One of the most common cases I see in my office is domestic assault & battery. A husband and wife or boyfriend and girlfriend get in an argument, and one of them ends up pushing or slapping the other one. Alcohol is usually involved. And then one of them calls the police.
By the time folks come to see me, they’ve calmed down and tell me they just want to drop the charges. But it’s not that simple: once an arrest has been made by the police, the case must proceed to court. Under Virginia law § 18.2-57.2, assault and battery against a family or household member is a class 1 misdemeanor punishable by up to 12 months in jail and/or a $2,500.00 fine. A third or subsequent offense is a class 6 felony punishable by up to 5 years in prison and/or a $2,500.00 fine.
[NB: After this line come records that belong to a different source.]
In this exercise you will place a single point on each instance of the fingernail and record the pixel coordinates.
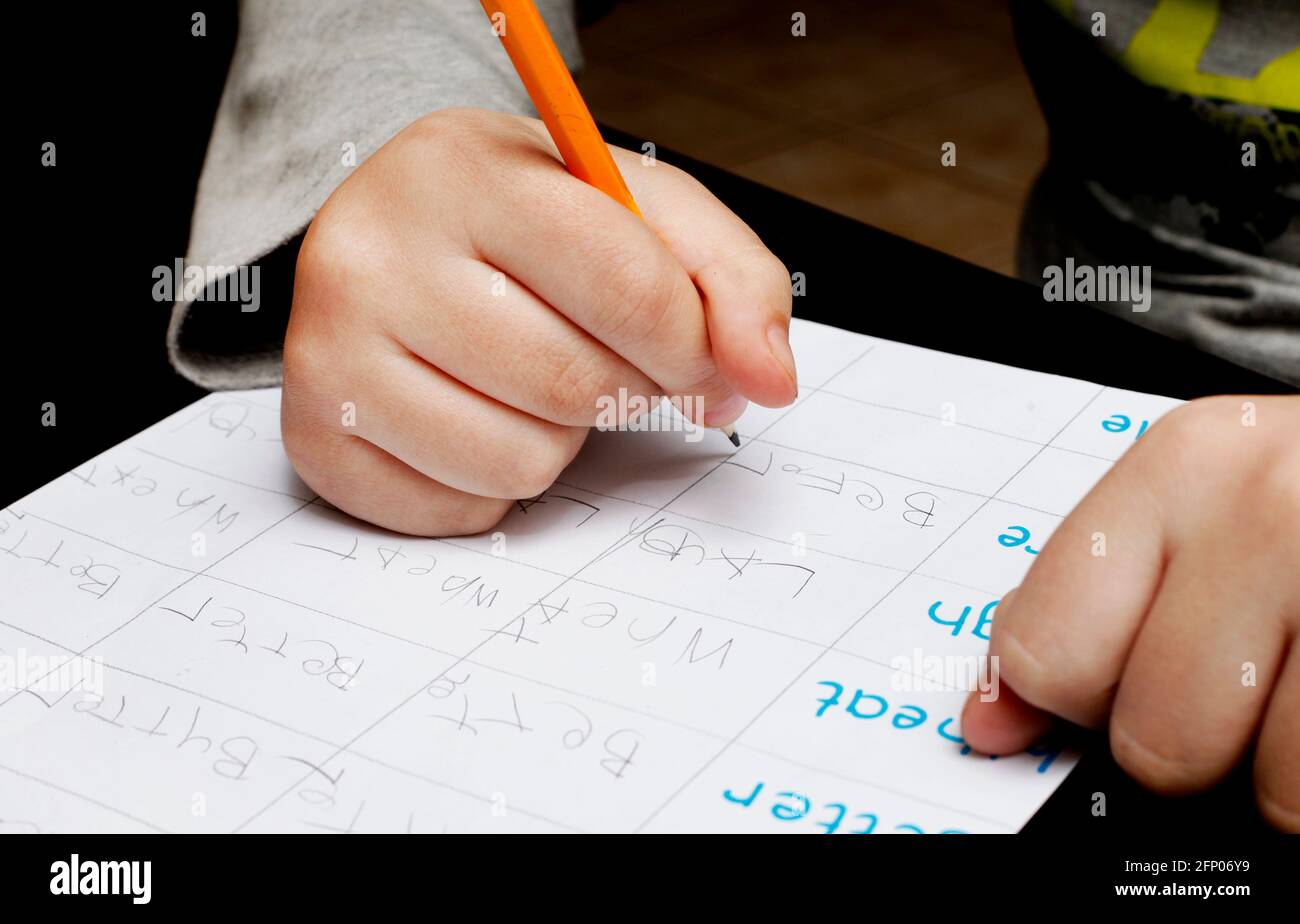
(779, 342)
(726, 411)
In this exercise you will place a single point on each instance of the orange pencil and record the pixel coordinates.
(550, 86)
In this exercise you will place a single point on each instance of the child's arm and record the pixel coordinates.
(313, 89)
(463, 304)
(1182, 637)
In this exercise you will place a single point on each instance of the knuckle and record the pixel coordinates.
(570, 395)
(533, 468)
(1278, 812)
(1188, 424)
(1156, 771)
(638, 287)
(1025, 669)
(469, 516)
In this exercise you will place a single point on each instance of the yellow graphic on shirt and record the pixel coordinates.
(1166, 48)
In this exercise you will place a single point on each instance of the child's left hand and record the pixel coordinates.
(1182, 636)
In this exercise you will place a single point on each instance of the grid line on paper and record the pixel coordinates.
(957, 423)
(220, 477)
(573, 576)
(154, 603)
(614, 546)
(85, 798)
(852, 627)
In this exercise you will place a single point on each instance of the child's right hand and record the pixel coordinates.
(462, 302)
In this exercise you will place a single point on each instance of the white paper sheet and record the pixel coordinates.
(675, 637)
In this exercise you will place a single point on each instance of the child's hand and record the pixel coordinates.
(462, 302)
(1182, 637)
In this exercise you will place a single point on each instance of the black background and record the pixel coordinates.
(128, 95)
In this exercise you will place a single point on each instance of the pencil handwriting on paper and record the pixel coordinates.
(676, 636)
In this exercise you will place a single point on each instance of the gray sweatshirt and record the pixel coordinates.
(1140, 173)
(307, 79)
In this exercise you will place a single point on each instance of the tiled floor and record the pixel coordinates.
(850, 116)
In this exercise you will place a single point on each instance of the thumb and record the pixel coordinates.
(744, 289)
(746, 298)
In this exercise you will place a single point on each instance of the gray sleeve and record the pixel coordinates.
(308, 78)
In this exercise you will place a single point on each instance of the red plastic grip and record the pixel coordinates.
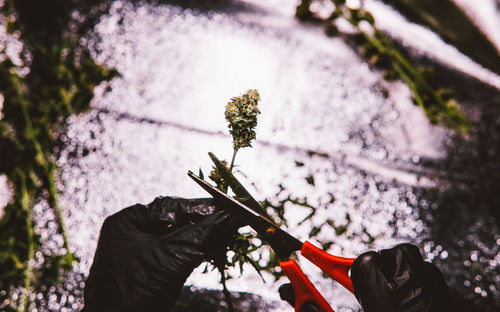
(303, 288)
(336, 267)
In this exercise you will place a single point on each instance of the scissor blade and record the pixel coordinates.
(280, 241)
(238, 188)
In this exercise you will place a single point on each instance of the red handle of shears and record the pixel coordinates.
(336, 267)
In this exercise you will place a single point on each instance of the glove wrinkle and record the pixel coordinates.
(399, 280)
(146, 253)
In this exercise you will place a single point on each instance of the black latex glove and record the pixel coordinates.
(145, 253)
(287, 294)
(399, 280)
(396, 280)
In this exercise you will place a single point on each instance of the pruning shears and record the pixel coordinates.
(283, 244)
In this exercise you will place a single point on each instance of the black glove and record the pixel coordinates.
(287, 294)
(399, 280)
(396, 280)
(145, 253)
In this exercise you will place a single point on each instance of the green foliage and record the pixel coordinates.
(53, 78)
(380, 50)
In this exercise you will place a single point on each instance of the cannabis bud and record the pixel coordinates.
(241, 113)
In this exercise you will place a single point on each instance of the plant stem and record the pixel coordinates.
(25, 204)
(235, 150)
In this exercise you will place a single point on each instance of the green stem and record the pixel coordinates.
(232, 160)
(49, 169)
(25, 204)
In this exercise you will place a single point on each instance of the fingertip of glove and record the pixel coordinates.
(365, 262)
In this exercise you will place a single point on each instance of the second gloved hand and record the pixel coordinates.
(145, 253)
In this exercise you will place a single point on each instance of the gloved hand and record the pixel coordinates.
(396, 280)
(399, 280)
(145, 253)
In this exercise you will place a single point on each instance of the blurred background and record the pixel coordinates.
(380, 124)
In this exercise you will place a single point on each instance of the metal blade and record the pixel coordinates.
(238, 188)
(280, 241)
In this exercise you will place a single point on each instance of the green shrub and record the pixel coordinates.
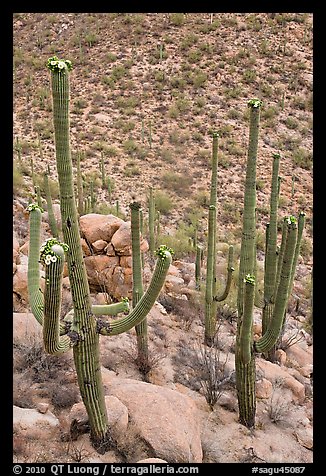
(163, 202)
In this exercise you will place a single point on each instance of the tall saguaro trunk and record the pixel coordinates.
(245, 370)
(86, 348)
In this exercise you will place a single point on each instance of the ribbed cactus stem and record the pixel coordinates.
(246, 326)
(271, 247)
(210, 319)
(230, 270)
(102, 170)
(80, 192)
(38, 195)
(52, 220)
(53, 342)
(151, 221)
(269, 338)
(245, 372)
(137, 286)
(86, 349)
(247, 256)
(144, 305)
(36, 298)
(199, 251)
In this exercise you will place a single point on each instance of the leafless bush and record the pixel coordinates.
(64, 396)
(186, 311)
(277, 407)
(155, 355)
(212, 373)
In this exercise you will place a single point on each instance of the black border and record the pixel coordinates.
(7, 193)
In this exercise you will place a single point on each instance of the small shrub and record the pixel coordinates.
(163, 202)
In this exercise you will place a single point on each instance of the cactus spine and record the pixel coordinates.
(84, 329)
(211, 297)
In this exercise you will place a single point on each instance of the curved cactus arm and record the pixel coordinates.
(266, 342)
(230, 270)
(246, 326)
(101, 310)
(111, 309)
(35, 295)
(53, 343)
(146, 302)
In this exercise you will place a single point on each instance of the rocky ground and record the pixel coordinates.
(146, 91)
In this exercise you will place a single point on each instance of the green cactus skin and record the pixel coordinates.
(249, 214)
(211, 297)
(151, 221)
(53, 342)
(271, 248)
(86, 349)
(83, 328)
(52, 220)
(269, 338)
(246, 334)
(209, 317)
(230, 270)
(36, 298)
(80, 192)
(38, 195)
(137, 287)
(145, 304)
(245, 371)
(199, 252)
(102, 170)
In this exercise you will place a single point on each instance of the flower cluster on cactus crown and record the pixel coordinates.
(56, 65)
(47, 255)
(254, 103)
(161, 251)
(34, 206)
(250, 279)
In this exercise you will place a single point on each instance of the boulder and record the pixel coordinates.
(95, 226)
(121, 240)
(26, 328)
(99, 245)
(167, 420)
(117, 415)
(31, 423)
(273, 371)
(100, 269)
(264, 388)
(305, 437)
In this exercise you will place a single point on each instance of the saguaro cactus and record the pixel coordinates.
(151, 220)
(82, 329)
(137, 288)
(211, 297)
(52, 220)
(245, 371)
(279, 270)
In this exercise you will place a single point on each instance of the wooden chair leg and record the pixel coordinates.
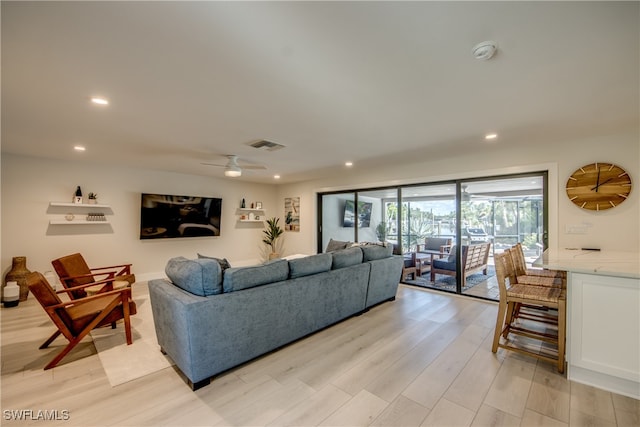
(562, 320)
(50, 339)
(127, 322)
(502, 308)
(511, 309)
(63, 353)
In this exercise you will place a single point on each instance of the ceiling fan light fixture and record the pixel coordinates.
(232, 172)
(484, 50)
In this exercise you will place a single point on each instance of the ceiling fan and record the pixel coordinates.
(232, 168)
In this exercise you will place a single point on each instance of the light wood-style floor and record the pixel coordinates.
(423, 360)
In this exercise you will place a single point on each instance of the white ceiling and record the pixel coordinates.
(367, 82)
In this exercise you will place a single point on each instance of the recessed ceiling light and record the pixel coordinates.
(99, 100)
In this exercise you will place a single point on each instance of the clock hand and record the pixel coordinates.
(601, 184)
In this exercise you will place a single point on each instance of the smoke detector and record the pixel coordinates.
(484, 50)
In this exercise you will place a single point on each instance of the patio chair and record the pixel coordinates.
(76, 318)
(74, 272)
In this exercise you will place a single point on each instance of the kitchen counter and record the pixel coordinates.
(603, 317)
(605, 263)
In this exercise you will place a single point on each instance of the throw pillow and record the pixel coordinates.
(224, 264)
(335, 245)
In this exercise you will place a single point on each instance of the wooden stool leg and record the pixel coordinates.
(502, 308)
(562, 320)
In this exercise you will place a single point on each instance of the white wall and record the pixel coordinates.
(29, 184)
(614, 229)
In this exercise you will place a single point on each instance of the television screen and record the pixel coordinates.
(165, 216)
(364, 214)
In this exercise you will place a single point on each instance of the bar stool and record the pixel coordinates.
(534, 276)
(511, 295)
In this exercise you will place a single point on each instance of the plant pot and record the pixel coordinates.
(18, 273)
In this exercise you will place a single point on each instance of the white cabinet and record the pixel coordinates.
(78, 213)
(604, 332)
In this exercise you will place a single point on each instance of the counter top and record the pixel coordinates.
(605, 263)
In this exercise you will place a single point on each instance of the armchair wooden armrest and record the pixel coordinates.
(122, 293)
(70, 290)
(124, 269)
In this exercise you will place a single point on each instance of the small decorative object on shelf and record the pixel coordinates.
(96, 216)
(11, 294)
(78, 196)
(18, 273)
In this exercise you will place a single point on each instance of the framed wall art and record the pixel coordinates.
(292, 214)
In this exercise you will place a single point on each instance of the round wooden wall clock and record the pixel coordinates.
(598, 186)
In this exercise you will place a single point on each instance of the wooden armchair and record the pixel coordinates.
(76, 318)
(74, 272)
(440, 244)
(474, 258)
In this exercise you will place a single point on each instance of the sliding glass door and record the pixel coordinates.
(452, 228)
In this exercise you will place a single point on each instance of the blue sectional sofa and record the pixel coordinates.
(209, 321)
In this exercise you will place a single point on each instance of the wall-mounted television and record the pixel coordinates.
(364, 214)
(165, 216)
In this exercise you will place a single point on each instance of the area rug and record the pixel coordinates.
(448, 283)
(121, 362)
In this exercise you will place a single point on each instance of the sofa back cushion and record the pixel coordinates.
(224, 264)
(201, 277)
(236, 279)
(309, 265)
(336, 245)
(346, 258)
(374, 252)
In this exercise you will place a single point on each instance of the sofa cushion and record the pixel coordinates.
(224, 264)
(336, 245)
(306, 266)
(346, 258)
(373, 252)
(236, 279)
(201, 277)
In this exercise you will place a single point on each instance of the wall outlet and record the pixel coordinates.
(576, 228)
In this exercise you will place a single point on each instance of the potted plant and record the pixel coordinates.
(381, 231)
(271, 234)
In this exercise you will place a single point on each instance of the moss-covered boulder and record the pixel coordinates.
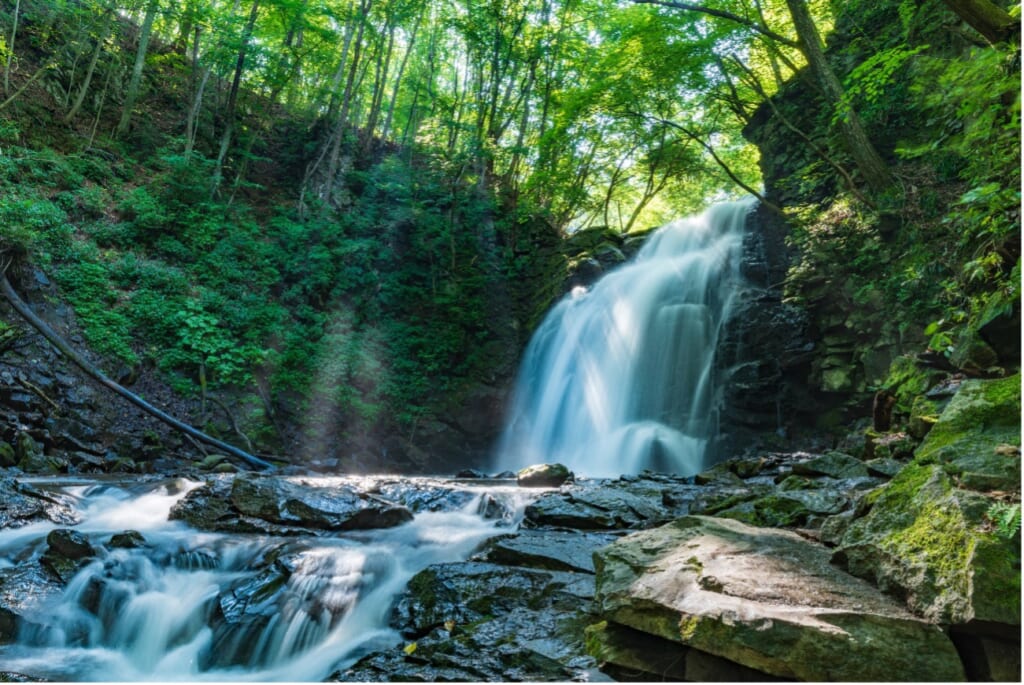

And if you’re not a U.S. citizen, a conviction for domestic assault and battery can get you deported from the United States.
There are a number of feasible defenses for an assault & battery charge.
Self Defense – If you acted out of fear that you would be unlawfully harmed by the accuser and there was so way to escape the situation, this may the best defense for you.
Defense of Others – If you acted out of fear that one or more individuals would be unlawfully harmed by the accuser and there was so way to escape the situation, this may the best defense for you.
Defense of Property – If you acted in attempts to protect your home or property from an illegal invasion, this may be the best defense for you.
Consent – If both the accused and the accuser voluntarily consented to a particular act, this may be the best defense for you.
If you do get arrested for domestic assault and battery, pay close attention: an emergency protective order is always issued along with the arrest warrant, usually for 3 days. That means for the first 3 days after you get arrested, you cannot have any contact with the alleged victim. Violation of the protective order is a separate criminal charge, and another ground for deportation from the United States if you’re not a U.S. citizen.